O mesmo conceito nos quartos.

Na lavanderia.

No banheiro.

Na garagem.

No quintal.

E na vida!

Capricho nas relações interpessoais.

Ouvir, conversar, emitir opinião, ponderar, perguntar, partilhar, se exasperar com o que é absurdo, dar risada com o que é terno, olhar olho no olho, sorrir com o olho sem precisar falar nada. Não desdenhar do que é importante pro outro. Saber o que é relevante e o que é besteira. Não dizer besteira, quase nunca, pois a idade ensinou a reconhecer isso num piscar de vista. Saber falar quando é necessário, saber calar por que a comunicação acontece mesmo sem palavras.

Capricho.

Que em 2023 eu encontre e fique em paz com o capricho que me deixa feliz.

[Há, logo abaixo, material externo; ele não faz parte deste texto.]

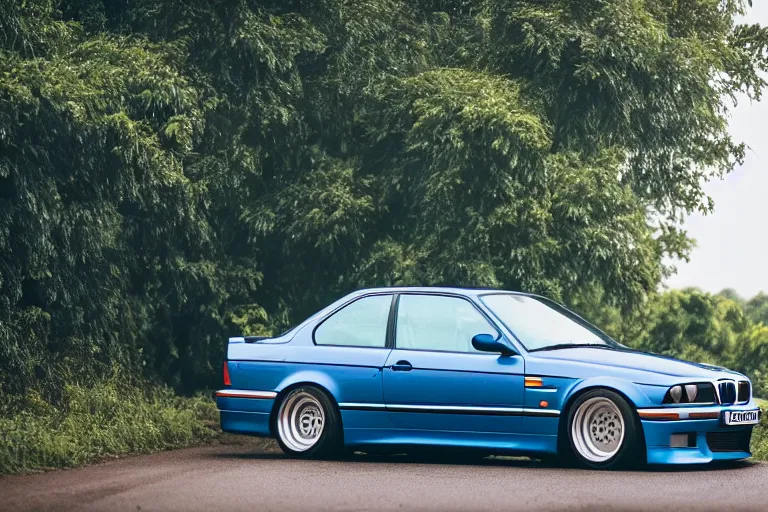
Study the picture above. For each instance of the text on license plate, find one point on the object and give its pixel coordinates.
(741, 417)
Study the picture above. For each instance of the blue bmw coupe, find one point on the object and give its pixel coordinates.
(496, 371)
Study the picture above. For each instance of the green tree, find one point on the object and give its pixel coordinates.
(173, 173)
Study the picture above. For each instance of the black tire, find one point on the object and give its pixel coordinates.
(329, 443)
(631, 449)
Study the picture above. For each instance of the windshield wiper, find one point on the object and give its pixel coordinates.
(572, 345)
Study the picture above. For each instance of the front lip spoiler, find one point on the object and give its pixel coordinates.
(690, 413)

E que eu consiga, finalmente, descartar sem olhar pra trás todo descaso, relaxo, desmazelo, indiferença, preguiça, folga, terceirização, má vontade, negligência, tudo que me enlouquece e desequilibra.

Capricho, onde você está?

Capricho, vou te usar!

Que em 2023 eu consiga conviver com o capricho que eu acho que mereço. Porque eu mereço mesmo, uai. Porque eu quero. Porque eu determino assim. Porque eu me priorizo. Porque eu me amo. Porque só me amando em primeiro lugar vai ser possível amar e honrar as outras pessoas que merecem meu amor.

2023 vai ser o ano do capricho todo dia!


* * * * * * *



PS: um drink no capricho é delícia mas, meu bem, é só um drink, capricho é bom e eu mereço MAIS.